‘Things manifest here. They do it in ways you don’t get to control.’
By John Darling
Be careful what you dream for, especially in Ashland. It’s often called a vortex, which means a powerfully turning spiral, sucking everything to its center. It does that. I don’t know why. Things manifest here. They do it in ways you don’t get to control. In the big cities, you control it. Not here, not all the time.
The vortex says “yes.” That’s why everyone wants to be here. It also spirals out people who don’t want to have their thoughts and visions empowered in unpredictable ways. Not wanting that is actually a thought and vision. Ashland says “yes.” They move to Seattle and Portland. For the coffee and happenins’. And the control. Or the illusion of it. They say Ashland is too weird, too alternative, too white, too rich, but really, if people get blown out of here and end up in Talent and Medford, you’ll notice they’ve been dissing Ashland, especially around housing costs. So Ashland said “yes.” Yes, you can leave and go where it’s affordable, if that’s what’s up in your consciousness.
This place is a pressure cooker, a crucible, a front burner, especially around advancing your inner, spiritual life, your emotional evolution, your understand of the promise you made yourself before you were born. It’s great for lending energy to whatever belief system you want to set up. For now. But it won’t let you keep it for very long — a few years, maybe. You’ll notice the very energy of the vortex makes that system of yours evolve and change and soon it’s not working that great for you. The vortex makes you let go of it. What’s next? I don’t know. You walk, you hike the trails, you talk with your widening circle of friends. Soon it starts becoming more clear, the next arm of the spiral dance.
So what about all these people with money, who move here and drive up home prices, supposedly driving out all the regular folks, artists, seekers, writers? Well, they’re people too. They were called here. I came here in ’71 with about $28, got rich, got poor, got rich again. I’ll take rich. It was all air-money anyway, the kind you get with equity from the amazing accomplishment of buying instead of renting. The renters, I mean really, let’s hear the end of the bitching. You are where you need and want to be and, since the earth is running out of space for us all, we are being called on to invent new ways of living together, like we used to before the first couple said, “hey, I don’t want to live in the big, tribal house. I want my own space.” We’re retribalizing. We have to. And, truth be told, we want to.

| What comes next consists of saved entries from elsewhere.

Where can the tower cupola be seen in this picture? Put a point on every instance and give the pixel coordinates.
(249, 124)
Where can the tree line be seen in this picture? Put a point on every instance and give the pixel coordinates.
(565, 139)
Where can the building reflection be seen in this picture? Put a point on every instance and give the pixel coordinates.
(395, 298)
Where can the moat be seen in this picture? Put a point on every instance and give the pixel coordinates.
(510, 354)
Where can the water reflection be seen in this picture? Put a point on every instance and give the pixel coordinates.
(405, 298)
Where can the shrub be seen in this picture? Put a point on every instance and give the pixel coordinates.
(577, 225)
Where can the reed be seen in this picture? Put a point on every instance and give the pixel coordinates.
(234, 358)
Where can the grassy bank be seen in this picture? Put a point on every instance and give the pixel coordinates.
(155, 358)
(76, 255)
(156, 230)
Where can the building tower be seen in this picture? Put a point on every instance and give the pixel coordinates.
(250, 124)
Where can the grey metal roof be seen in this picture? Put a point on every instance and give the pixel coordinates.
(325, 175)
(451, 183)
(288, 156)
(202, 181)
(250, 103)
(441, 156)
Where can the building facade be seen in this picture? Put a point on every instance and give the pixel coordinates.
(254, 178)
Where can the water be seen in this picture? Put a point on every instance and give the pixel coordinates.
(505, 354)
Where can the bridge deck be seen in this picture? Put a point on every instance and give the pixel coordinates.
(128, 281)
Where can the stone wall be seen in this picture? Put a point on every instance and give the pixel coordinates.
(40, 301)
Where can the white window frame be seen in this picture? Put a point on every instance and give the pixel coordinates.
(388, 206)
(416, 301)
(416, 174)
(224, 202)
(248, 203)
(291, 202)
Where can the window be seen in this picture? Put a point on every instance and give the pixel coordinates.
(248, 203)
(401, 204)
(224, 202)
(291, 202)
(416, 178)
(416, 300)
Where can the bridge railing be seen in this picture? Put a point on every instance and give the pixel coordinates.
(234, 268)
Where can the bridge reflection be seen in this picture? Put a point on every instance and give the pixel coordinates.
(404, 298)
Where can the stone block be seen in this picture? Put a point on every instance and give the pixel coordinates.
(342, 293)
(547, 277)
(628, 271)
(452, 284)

I did a couple stories with Randy, and every time I talk with him and the other homeless folk — well, gad, they’re not “homeless,” that’s such an epithet. They claim the town, the whole vortex as their home, actually the whole earth, and when I talk to them, I am always amazed how de-stressed I feel. Really, these maximal vortex-dwellers ought to charge stressed-out real estate owners for consulting with them about the big picture, how they dwell in an energy pattern and have surrendered to it and have no bills at all and have found happiness on the minus-assets scale, so each year they can say, yup, now I’m worth minus-$450,000, expanding by 25 percent a year, sure is a secure feeling to know that air-money is there for me when I want it.
We go to this prosperity seminar being shot at RVTV by a money guru and he asks, “OK, what do you fear if you live your dreams and use money to subsidize them?” Well, we could lose the money. “What would happen then?” he says. Well, you’d be out on the street. “What would happen then?” You would starve. “What then?” Well, you would die, of course. So fear of death underlies it all. But you won’t die.
Randy and his clan are living as lilies of the field, you know, the ones that don’t spin and reap, and he says he’s never skipped a meal and there’s so much food around and people always are sticking a 10 or 20 in his pocket. And when I hear this, I just relax. I breathe. I smile. I ask myself, who’s having more fun, Randy or me? I don’t know. I think Randy might be.
John Darling lived in Ashland from 1971 until he died at age 77 in January 2021. A US Marine Corps journalist, he went on to write for the Oregonian, Mail Tribune, Daily Tidings, and United Press International, among others, along with stints as a news anchor at KOBI, executive assistant to the Oregon Senate President and press secretary of campaigns for Oregon governor and U.S. Senate. Ashland.news is, with permission, publishing monthly excerpts from his collection “The Divine Addiction: Essays Out of Oregon.”